Sometimes the Chancellor was explicit. Sometimes it was all done with silence, and charm. Nicholas said, ‘Do you want me to follow him?’
And Avandale assumed a conjectural look, as if assessing a new kind of taste, and said, ‘We leave you to do anything, my dear Nicol, that you think to be wise. But we should rather like you to come back to Edinburgh.’
We. Argyll had been out of town, as Drew had. It was serious enough, then, to have brought them all back.
But of course it was.
Avandale left almost at once. Nicholas gathered his party and vacated Beltrees that same day. They would rest at Paisley that night, and next morning he would race on alone, leaving Gelis and Tobie to follow with Robin.
There was no one in Beltrees when they departed. Semple had taken the guards, and there were no servants left to tend the glorious chambers with all their exquisite treasures which their owner could no longer enjoy. The doors were locked, the shutters closed, the gates barred, and the churned mud of its mishandling left around it. Arriving, Gelis had looked down upon a glittering travesty. Departing, in the low afternoon light, she was thankful to leave it behind in the darkening hollow, this detritus of gold leaf and obscene gargoyle, with the old, seemly tower standing raffish and shamed in its midst.
They were a mile away when the thunderclap came, which set the horses kicking and stamping and caused Tobie to look back and swallow.
Thunder had not caused the black smoke that blotted out the red sun at their rear. Nor was it the lurid glare of the sun that mounted the sky, broadening and brightening, and then blasting again into fury.
Where, in this douce countryside, was there a place of terror like that; a mine powerful enough to erupt in that fashion, or to burn with such fury?
There was one place.
Gelis spoke in a whisper. ‘The kegs in the vaults? Why was the gunpowder there?’
Tobie looked at her. She said, ‘And slow-matches. I saw slow-matches, cold.’
‘Simpson meant to set them,’ Nicholas said. ‘Once we had arrived and his own men had gone.’
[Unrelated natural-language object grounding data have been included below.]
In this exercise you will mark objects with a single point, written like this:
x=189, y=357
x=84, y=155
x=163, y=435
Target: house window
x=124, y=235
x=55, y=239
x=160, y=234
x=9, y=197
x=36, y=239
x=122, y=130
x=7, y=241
He had dismounted to soothe Robin’s horses, and answered without looking up, his arms on the back of one shivering bay. ‘Semple thought he probably intended to stay and die with us. You, and Robin, and Tobie, and Wodman and me. And Henry, of course, as it turned out. Next to St Pol, he would have been pleased to take Henry with him.’
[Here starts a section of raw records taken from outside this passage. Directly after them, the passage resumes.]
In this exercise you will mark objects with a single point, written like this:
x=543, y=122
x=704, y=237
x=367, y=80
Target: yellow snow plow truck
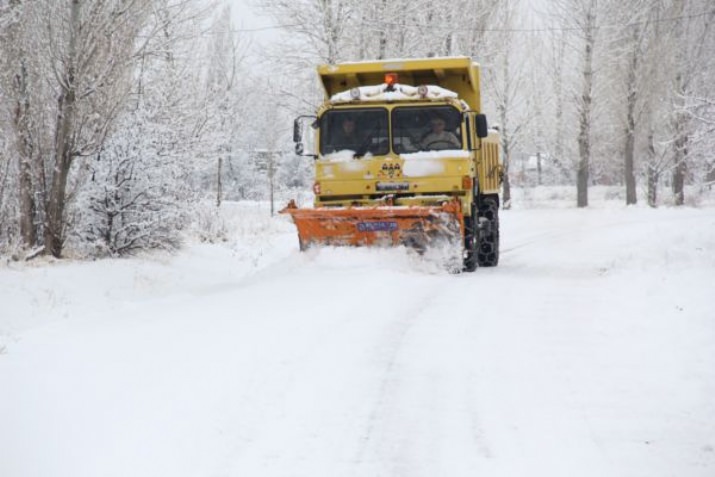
x=403, y=156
The smoke rose. Another explosion reverberated through the air, and another. Those would be the stores. Then, as the heat took hold, there would be the other objects that would turn white, and melt, and explode. The painted glass and the majolica tableware and the tiles. The tapestries would singe and then burn; the silks flare. The carved chairs and coffers would burst into crackling flame, and the plaster ceilings blacken and fall, as the rafters caught fire, and the precious things from one room crashed down to the inferno below.
There was no human life there; there were no animals. Only a fortune in gold, converted to inflammable artefacts.
Someone spoke, very low.
‘I take my refuge in the Lord of the dawn
from the evil in what He created,
and from the evil of the dusk when it envelops,
and from the evil of witches who blow on knots,
and from the evil of the envier when he envies.’
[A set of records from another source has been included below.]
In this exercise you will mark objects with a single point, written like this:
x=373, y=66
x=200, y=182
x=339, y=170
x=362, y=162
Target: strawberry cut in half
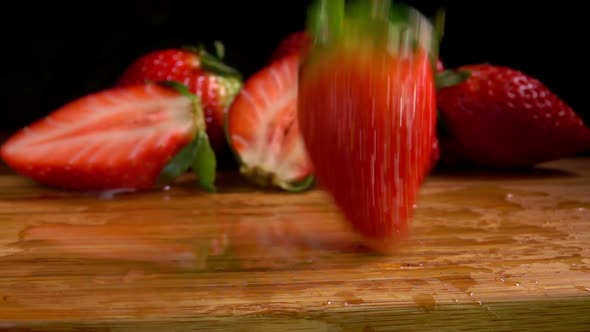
x=367, y=111
x=136, y=137
x=205, y=75
x=263, y=130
Robin said softly, ‘Nicholas?’ And Gelis, dismounting, went to her husband, who stood smoothing the warm hide of the horse, over and over.
She said, ‘Come here.’ And when he turned, folded him into her arms.
He spoke presently, his lips in her hair. ‘It was built for all the wrong reasons. I should have destroyed it the first time. But instead, someone else came, and made it worse. I couldn’t leave it at that.’